Last week, a Debtwire report said the commodities trader had reached the framework of an agreement to restructure its US$3.5 billion worth of debt, with some issues to be worked through. Under the agreement, Noble's lenders and bond holders will be asked to swap their debt for equity.
In reply to the Debtwire report, Hong Kong-based Noble said on Thursday that it had neither concluded any agreement for the restructuring of the debt, nor the sale of a controlling interest or parts of its business to a strategic investor or investors.
In an open letter to Noble's creditors, Iceberg urged them to reject the debt-for-equity swap. Instead, creditors should use the threat of liquidation to demand tougher conditions to safeguard their interests, Iceberg reasoned.

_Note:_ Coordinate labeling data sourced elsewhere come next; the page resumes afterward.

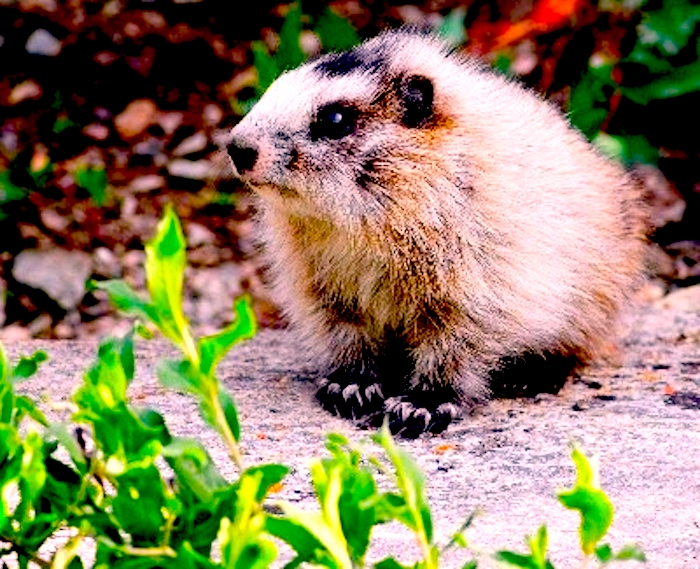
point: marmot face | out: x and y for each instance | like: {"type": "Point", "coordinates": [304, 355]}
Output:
{"type": "Point", "coordinates": [437, 232]}
{"type": "Point", "coordinates": [351, 136]}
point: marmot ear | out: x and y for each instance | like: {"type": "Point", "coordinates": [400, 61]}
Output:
{"type": "Point", "coordinates": [416, 94]}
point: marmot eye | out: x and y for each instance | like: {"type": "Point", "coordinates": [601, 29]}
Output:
{"type": "Point", "coordinates": [334, 121]}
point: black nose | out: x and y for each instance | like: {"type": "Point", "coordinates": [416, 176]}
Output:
{"type": "Point", "coordinates": [243, 156]}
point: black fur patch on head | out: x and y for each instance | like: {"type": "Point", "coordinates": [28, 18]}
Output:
{"type": "Point", "coordinates": [341, 64]}
{"type": "Point", "coordinates": [416, 94]}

"Liquidation would mean that for the first time specialists from outside the company would have access to internal documents, emails, correspondence with the auditor, etc. Noble's secrets will inevitably rise to the surface and make litigation for fraud even easier," Iceberg wrote in a blog post on Saturday.

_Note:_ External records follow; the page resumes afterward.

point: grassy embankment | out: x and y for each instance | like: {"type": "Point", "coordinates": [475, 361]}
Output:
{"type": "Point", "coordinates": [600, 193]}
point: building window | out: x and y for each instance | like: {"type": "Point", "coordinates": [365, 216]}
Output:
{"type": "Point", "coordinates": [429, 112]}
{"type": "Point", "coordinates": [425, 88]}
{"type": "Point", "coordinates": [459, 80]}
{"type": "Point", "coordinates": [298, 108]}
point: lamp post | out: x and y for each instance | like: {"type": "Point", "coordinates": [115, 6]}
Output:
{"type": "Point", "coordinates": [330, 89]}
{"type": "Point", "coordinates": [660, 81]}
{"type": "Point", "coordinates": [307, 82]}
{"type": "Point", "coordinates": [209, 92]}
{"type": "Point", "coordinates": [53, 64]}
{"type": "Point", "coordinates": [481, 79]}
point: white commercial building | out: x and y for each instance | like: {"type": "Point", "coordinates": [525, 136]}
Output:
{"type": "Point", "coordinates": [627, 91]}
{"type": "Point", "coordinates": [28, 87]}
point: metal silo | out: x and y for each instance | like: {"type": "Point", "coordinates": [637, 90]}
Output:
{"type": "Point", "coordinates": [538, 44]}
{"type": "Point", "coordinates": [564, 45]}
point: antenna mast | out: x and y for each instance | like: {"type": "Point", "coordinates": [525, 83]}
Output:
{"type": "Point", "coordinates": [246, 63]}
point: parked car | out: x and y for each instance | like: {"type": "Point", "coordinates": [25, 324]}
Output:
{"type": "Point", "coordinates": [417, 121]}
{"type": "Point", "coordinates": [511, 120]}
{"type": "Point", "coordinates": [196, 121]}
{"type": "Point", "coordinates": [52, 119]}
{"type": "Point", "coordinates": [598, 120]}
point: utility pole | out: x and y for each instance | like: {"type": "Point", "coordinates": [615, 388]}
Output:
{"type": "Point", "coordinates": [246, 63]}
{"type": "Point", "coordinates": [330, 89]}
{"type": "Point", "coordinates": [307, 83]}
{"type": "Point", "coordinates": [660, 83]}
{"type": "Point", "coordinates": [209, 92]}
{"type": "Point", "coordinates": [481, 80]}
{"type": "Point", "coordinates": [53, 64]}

"Noble's management is forced to accept any condition imposed on them to avoid liquidation, even if the deal means (founder) Richard Elman or (co-chief executive officer) Will Randall's equity is completely wiped out."

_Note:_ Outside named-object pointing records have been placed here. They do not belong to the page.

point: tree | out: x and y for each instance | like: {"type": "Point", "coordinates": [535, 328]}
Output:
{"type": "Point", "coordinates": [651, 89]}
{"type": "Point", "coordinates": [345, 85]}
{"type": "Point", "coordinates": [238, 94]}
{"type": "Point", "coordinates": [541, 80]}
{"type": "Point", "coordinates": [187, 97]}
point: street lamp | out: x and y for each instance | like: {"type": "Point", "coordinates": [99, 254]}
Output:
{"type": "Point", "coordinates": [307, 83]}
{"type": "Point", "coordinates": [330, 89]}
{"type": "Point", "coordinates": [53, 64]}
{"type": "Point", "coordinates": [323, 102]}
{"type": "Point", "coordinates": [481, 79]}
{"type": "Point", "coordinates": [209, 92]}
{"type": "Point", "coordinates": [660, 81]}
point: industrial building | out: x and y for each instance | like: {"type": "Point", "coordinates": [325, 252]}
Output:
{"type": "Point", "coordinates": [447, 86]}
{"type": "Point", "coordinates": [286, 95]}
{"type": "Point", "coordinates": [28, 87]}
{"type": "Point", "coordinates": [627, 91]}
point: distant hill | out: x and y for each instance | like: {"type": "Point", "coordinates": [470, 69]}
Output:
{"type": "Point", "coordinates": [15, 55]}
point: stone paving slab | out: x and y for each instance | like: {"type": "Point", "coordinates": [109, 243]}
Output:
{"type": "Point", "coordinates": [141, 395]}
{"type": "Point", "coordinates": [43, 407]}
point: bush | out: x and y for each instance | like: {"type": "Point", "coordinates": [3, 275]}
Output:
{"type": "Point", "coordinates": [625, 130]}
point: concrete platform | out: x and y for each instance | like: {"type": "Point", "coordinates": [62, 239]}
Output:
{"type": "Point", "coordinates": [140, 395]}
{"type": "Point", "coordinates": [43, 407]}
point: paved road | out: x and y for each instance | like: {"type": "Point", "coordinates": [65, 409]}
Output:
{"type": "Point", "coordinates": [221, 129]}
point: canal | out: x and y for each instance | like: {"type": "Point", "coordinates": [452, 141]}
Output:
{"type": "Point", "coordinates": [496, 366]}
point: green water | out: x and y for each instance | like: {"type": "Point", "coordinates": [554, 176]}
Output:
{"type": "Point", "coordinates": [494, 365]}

Noble plunged into crisis in 2015 when Iceberg, an anonymous group, first accused the group of inflating its assets by billions of dollars through accounting malpractices.
The attack triggered a share price collapse, credit downgrades and writedowns, as well as fund-raising and management changes.
Noble has stood by its accounts, but its market value has fallen to S$330 million from the more than S$8 billion it commanded in February 2015.
Debtwire also reported last week that the proposed restructuring would entail Noble setting up a new company, in which employees would own stakes with the option to increase their shares if performance targets are met. Iceberg retorted that: "The same structural issues that have plagued this company will remain in the future."
A strategic investor could also enter after restructuring is completed, Debtwire reported. Chinese company Cedar Holdings Group was reported by Bloomberg to have made an approach to Noble shareholders.
Iceberg pointed out that this would not be the the first time that Noble is trying to reassure the market with the entry of a strategic investor.
"For example, the name of Sinochem was mentioned one year ago as a strategic investor when Noble was already in financial trouble. The short window of optimism brought by the Sinochem story allowed Noble to raise US$750 million (from the sale of junk bonds) and buy a few months time. The Sinochem deal never materialised," Iceberg warned.
Noble shares lost 4.5 Singapore cents, or 14.75 per cent, to close at 26 Singapore cents last Friday. More than 32 million shares changed hands.